L'ancien premier ministre Abhisit Vejjajiva et le vice-premier ministre Suthep Thaugsuban seront formellement accusés d'«incitation à commettre des meurtres et des tentatives de meurtre», à travers les ordres qu'ils ont donnés pour mettre fin à l'occupation du centre-ville de Bangkok par des manifestants antigouvernementaux, a déclaré le porte-parole du bureau du procureur général, Nanthasak Poolsuk, devant les journalistes.

Plus de 90 personnes, en majorité des manifestants, avaient été tuées durant le rassemblement des «Chemises rouges». Des dizaines de milliers de manifestants s'étaient alors rassemblés pendant neuf semaines au coeur de la capitale thaïlandaise pour forcer le premier ministre Abhisit à convoquer des élections anticipées.

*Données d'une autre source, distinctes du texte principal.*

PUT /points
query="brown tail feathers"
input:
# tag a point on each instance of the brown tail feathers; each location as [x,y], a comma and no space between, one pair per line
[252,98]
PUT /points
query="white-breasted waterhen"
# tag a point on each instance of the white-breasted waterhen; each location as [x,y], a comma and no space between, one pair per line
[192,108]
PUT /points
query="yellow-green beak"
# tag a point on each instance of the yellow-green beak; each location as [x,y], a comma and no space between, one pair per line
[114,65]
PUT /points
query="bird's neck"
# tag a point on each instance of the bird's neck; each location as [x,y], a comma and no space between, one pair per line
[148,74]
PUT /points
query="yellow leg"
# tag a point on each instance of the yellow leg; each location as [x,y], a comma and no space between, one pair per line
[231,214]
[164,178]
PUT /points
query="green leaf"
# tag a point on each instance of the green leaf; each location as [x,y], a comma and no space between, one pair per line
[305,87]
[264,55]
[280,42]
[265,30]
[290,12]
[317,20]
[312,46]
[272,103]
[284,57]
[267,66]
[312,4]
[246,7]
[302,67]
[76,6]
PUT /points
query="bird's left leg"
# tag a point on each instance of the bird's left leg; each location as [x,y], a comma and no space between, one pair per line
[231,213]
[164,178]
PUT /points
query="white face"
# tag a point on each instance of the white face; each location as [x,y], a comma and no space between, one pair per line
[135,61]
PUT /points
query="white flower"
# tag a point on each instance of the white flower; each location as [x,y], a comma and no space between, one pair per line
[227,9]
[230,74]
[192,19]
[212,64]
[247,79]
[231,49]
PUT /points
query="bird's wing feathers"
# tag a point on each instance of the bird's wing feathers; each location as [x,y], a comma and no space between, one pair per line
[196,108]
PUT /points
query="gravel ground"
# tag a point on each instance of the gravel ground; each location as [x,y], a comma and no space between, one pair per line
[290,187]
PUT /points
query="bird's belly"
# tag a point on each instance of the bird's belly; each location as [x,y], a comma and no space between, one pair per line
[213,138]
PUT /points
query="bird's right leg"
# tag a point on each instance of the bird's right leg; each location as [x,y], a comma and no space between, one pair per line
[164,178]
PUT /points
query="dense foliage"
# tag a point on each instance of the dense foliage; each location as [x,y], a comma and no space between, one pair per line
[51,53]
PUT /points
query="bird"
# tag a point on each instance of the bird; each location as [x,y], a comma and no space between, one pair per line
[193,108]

Le mouvement des Chemises rouges était principalement composé de partisans de l'ancien premier ministre Thaksin Shinawatra, qui a été renversé lors d'un coup d'État en 2006.

MM. Abhisit et Suthep sont accusés d'avoir autorisé «l'usage non justifié d'armes» par les forces de sécurité durant la rafle contre les manifestants, qui a mené «à des décès et à de nombreuses blessures causées aux manifestants et aux personnes qui se trouvaient à proximité».

Les deux hommes, qui sont maintenant députés de l'opposition, bénéficient de l'immunité parlementaire pendant que le Parlement siège, mais ils pourront être mis en accusation formellement à la fin de la session, le 28 novembre.

Un porte-parole du Parti démocrate a indiqué lundi que les deux hommes étaient prêts à se défendre en cour face aux accusations.

Il s'agit des premières accusations portées contre des responsables du gouvernement pour leur rôle dans les violences politiques de 2010.

Ces accusations pourraient toutefois être annulées si le Parlement adopte un projet de loi controversé qui accorderait l'amnistie à toutes les personnes impliquées dans les violences politiques depuis le coup d'État de 2006.